No, not trigonometry. In this case Mark CC, writer of Good Math, Bad Math has a very good post on Fitness Landscapes, Evolution, and Smuggling Information. Now I am very intentionally keeping political comments on topics such as Intelligent Design out of this blog (I've got another blog for such things), but in this case I see considerable overlap in the application of Evolutionary algorithms for solving "best move" problems in a game. I realize that most games probably are not so complex as genetics/biology/evolution, but as a solution to the problem it is still relevant. Consider the problem of deciding how to move units in a game of Battletech (though many games would do):
For each hex where a player might move a Battlemech, the player will typically consider how good that hex is from the standpoint of attacking the other player, and how bad it might be from the viewpoint of the other player counter-attacking. The player will evaluate many moves, and generally choose one that is most-beneficial and least-harmful. If we wanted to get analytical about it, we might even assign a number to each hex representing the value of that particular move (really we would need a number for each hex, facing, choice of targets, and maybe more if there are multiple ways to accomplish the same move, but the added complexity doesn't contribute anything here, so I'll leave it out).

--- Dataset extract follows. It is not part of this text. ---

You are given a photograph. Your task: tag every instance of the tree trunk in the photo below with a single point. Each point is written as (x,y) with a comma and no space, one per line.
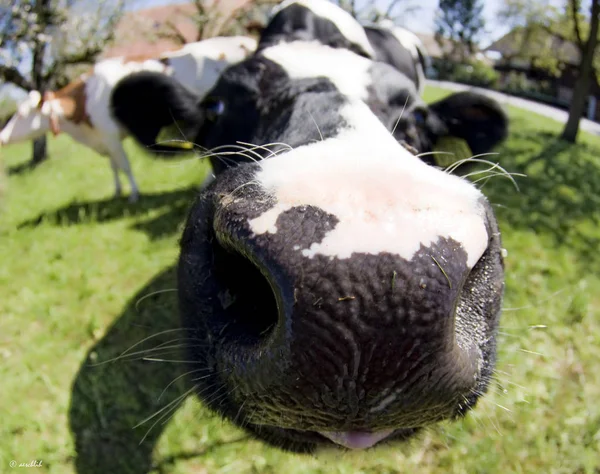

If you can picture the number in each hex as a height, making the tallest hex on the map the best move, then we have a representation of the game (the current move) as a sort of fitness landscape. This "landscape" probably looks very different from the Battletech game map, and I think of it as an abstract representation (possibly in many dimensions) of the choices to be made in the game. Basically your best move is always to move towards the highest point in this landscape.
In a simple scenario where each player has one Battlemech it is actually not too hard to picture how such a landscape might look. However, when the scenario is more complex and each side has multiple 'Mechs to move this landscape can get very complicated indeed, and the choice of movement for one unit affects the landscape for all the others. If we want to get really deep, we might think about the entire game as a sort of landscape instead of just a single move.
This representation of a game as a landscape is the "converence" I was getting at in the post title, where a method (or at least the representation) from science has meaning for a game. I've never worked with genetic algorithms myself, but it seems like they might be very well suited to solving "best move" problems in games too. More importantly though, this gave me an opportunity to introduce the concept of a game landscape. Thinking about games in this way is probably an unusual concept for most gamers, but it is incredibly useful to be able to think about a game with the sort of mathematical representation that this allows.